Banerjee et al. (2011) found that C4 action has been showed to be was significantly lower in patients with chronic HCV diseases. Hassan et al. (2018) determined C3 and C4 components of complement concentrations before and after treatment with DAAs. Both C3 and C4 decreased among patients with chronic HCV. However, during therapy with DAAs; levels of both proteins increased and achieved higher levels.

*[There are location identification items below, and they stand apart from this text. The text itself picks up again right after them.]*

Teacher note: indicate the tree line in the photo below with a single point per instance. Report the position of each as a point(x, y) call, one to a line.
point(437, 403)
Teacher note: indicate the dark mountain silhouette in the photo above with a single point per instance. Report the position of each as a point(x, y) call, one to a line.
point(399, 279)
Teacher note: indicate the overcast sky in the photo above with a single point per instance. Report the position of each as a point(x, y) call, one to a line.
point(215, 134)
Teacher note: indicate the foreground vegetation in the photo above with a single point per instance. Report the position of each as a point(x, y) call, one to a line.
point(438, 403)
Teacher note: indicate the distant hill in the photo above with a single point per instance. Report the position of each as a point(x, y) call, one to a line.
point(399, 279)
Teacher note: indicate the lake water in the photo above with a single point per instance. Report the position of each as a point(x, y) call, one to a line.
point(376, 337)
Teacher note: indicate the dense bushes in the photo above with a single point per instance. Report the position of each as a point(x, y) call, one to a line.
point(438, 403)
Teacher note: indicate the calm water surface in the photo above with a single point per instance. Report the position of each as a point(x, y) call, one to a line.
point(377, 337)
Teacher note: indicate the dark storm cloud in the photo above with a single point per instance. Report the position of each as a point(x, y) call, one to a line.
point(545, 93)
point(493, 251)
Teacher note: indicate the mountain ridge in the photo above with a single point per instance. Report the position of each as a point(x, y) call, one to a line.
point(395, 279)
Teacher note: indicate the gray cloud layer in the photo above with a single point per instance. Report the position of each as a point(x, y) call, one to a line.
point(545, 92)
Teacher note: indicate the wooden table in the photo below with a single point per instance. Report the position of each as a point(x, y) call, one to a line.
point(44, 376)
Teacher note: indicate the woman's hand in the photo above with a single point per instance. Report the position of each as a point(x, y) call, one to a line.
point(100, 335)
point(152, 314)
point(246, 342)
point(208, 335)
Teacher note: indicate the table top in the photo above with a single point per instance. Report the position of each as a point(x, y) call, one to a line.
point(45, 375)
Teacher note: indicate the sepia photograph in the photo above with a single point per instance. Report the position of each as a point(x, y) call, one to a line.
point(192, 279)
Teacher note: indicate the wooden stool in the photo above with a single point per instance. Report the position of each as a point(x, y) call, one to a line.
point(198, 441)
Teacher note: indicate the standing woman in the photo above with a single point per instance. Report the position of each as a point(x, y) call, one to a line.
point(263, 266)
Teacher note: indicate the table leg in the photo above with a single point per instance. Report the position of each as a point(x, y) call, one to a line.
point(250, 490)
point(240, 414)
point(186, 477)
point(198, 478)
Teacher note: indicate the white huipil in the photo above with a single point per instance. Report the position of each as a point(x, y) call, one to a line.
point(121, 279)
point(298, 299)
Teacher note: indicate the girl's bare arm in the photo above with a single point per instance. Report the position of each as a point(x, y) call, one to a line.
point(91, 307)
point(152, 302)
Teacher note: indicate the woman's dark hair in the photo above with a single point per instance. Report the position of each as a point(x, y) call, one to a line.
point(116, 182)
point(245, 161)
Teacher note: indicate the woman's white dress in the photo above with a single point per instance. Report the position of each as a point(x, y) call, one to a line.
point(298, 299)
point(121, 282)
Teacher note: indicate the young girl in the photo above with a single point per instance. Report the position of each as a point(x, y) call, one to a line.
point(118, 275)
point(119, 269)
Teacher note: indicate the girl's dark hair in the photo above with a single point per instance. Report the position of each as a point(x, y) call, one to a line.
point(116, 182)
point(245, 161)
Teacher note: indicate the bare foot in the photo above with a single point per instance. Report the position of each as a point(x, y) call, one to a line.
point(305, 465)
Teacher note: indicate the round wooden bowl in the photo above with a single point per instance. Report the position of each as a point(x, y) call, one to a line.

Bunchorntavakul et al. (2018) started that development of specific C4 action after 6 months of treatment showed up to be an curiously basis for recognizing between responder and non-responder patients. In non-responders, the determination of viral RNA is related with the presence of cryoglobulins, which have been found in 49% of patients some time recently treatment with DAAs and in 76% of non-responders. They recommended that complement activation in chronic HCV does not appear to include the C1 stage of the classical pathway. They reported a negative relationship between particular C4 movement and rheumatoid factor (RF) titres which may point to a possible association of RF in C4 activation, through the lectin pathway.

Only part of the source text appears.